NYC Green Taxi Analysis

Rachit Agarwal
Analytics Vidhya
5 min readAug 2, 2020

--

In my free time, I took NYC Green Taxi data for the year 2015 to see what recommendations I can provide to Green Taxi drivers using Machine Learning. Therefore to learn more about the background of the data & what are the potential options available to download , I visited NYC OpenData website for 2015 Green Taxi Trip Data. Completed the analysis using Python & code can be found on my Github repo.

About the Data set

Complete Green Taxi data for the year 2015 consist of 19.8 million rows with 21 columns.It includes trip records from all trips completed in green taxis in NYC in 2015. Records include fields capturing pick-up and drop-off dates/times, pick-up and drop-off locations, trip distances, itemized fares, rate types, payment types, and driver-reported passenger counts.

Problem Handling

I break down the problem into 3 phases:

  • Data acquisition & wrangling
  • Exploratory Data Analysis
  • Predictive modelling

Lets jump into all the 3 phases sequentially in detail

Data Acquisition & Wrangling

Captured the data by downloading the CSV for year 2015 from the website. Explored & downloaded NYC zonal data opendatasoft. Alternatively : Data can also be fetched through API’s request.

Data Cleaning:

  • Removed Null values from the Data as Ehail_fee have 100% of the NULL values.
Boxplot for Pickup & Dropoff Latitude & Longitude
Boxplot for Pickup & Dropoff Latitude & Longtitude
  • Box-plot on the above shows how the Pickup & Drop off coordinate’s have some cases which are outlier’s in our case i.e. One of the Pickup location was near UK.
Boxplot for Trip Distance
  • Above box plot shows the distribution of the Trip distance. Usually customer tend to take short distance therefore removing the outliers reduced skewness in the data.

Feature Engineering :

  • Converted Pickup time from 12 hours format to 24 hours format & developed new column Date & time.
  • Developed new feature coordinates which comprises of Latitude & Longitude in both the datasheets so that it can be mapped efficiently instead of searching on two columns.
  • Combined coordinates from both the data set divided the NYC state into different cities.

Exploratory Data Analysis

Data Distribution :

Bar charts shows the distribution of the data across different categories
  • 1st bar chart states, two vendor provide Green cab & 2nd id the most dominating in the market.
  • 2nd and 3rd chart shows usually passengers tend to travel alone followed by in a pair or in a group & usually customer travel in a standard fare category.

Trips exploration :

Trips exploration bar chart
  • After cleaning the dataset, we can say normally customers don’t tend to take longer journey’s in the cab.
  • And if we analyze the pattern of the distance travelled by hour, then we can clearly see during early morning’s hours or after office hours customer take long journey’s there this could be potential assumption customer is travelling to airports.

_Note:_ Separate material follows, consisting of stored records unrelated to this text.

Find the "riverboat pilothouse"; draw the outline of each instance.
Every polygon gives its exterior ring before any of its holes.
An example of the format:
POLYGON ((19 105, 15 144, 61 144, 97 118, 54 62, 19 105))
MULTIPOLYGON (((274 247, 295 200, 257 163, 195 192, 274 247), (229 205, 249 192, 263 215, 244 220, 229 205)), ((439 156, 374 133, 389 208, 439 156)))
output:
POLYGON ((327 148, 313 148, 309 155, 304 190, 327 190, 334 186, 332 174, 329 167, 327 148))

Pick-Up & Drop-off Pattern :

Pickup & Drop off scatter plot
  • Above pickup & drop off pattern shows people travels to the down-town area.
  • Might be Tourist tend to travel from airport & like to deboard most attractive NYC spots.Although green taxi are not allowed to pick the customers within the downtown.
  • Or else employee take cabs from there respective home to Bay areas near Brooklyn.

Predictive Modelling

In this phase of the problem statement, I build an unsupervised predictive model to provide recommendations to the NYC Green taxi driver what could be the potential area’s drivers can choose which even won’t affect the amount drivers making at the present stage.

After loading only 20% of the random population for the entire dataset to prevent any memory issues.Performed the similar above data cleaning process to get the final data for building the model.

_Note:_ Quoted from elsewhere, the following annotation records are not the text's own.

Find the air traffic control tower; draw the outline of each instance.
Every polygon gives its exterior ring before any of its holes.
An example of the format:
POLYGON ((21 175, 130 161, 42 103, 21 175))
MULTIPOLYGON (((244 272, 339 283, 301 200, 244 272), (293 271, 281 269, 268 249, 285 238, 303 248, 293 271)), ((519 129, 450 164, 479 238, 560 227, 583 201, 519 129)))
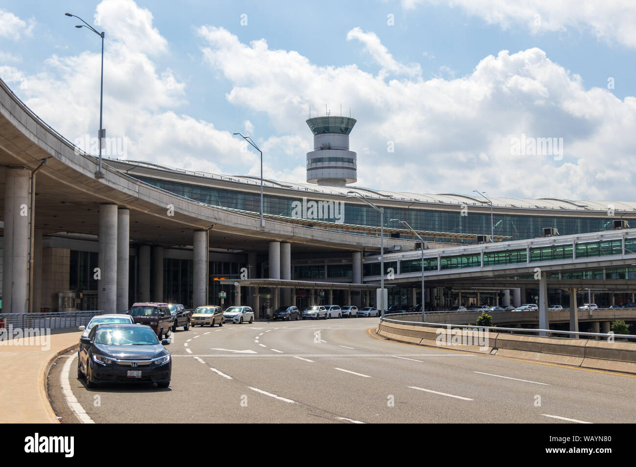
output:
POLYGON ((345 186, 357 180, 356 154, 349 151, 350 117, 314 117, 307 122, 314 133, 314 151, 307 152, 307 182, 345 186))

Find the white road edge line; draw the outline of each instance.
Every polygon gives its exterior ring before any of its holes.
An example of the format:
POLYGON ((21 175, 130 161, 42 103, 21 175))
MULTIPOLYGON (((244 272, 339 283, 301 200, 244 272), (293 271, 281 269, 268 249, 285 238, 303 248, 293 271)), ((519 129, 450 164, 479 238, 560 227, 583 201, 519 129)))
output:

Data Modelling for K-Means

Grouped the cities in NY state according to the pick-up counts distributed across the day with a breakdown in 24 slots.From this, we can develop the clusters & see which cities are grouped together so that if any driver wants to change its working location, he/she can.

The total count of the pickups in each city of NYC state have different count, therefore need to normalize the count to get the unbiased results.

Scaled Data for K-Means

Scaled it using the Normalizing technique (Value/Total).

K-Means model building :

In NYC state we have 35 zones, I just used 10 clusters to divide 95 cities into each. I could have done better, if I could divide the NYC states into sectors but I couldn’t find any relevant data source to map it.

Recommendation

  • An important factor a driver can think if he/she wants to move in different location.

Vendor iD | Passenger_Count | Trip_distance | Fare_Amount | Tip Amt | Total Amt.

  • Woodhaven belongs to cluster 0 & cluster 0 have 57 other cities too but if filter on Total amount & total number of pickup then we are left with only 8 other cities.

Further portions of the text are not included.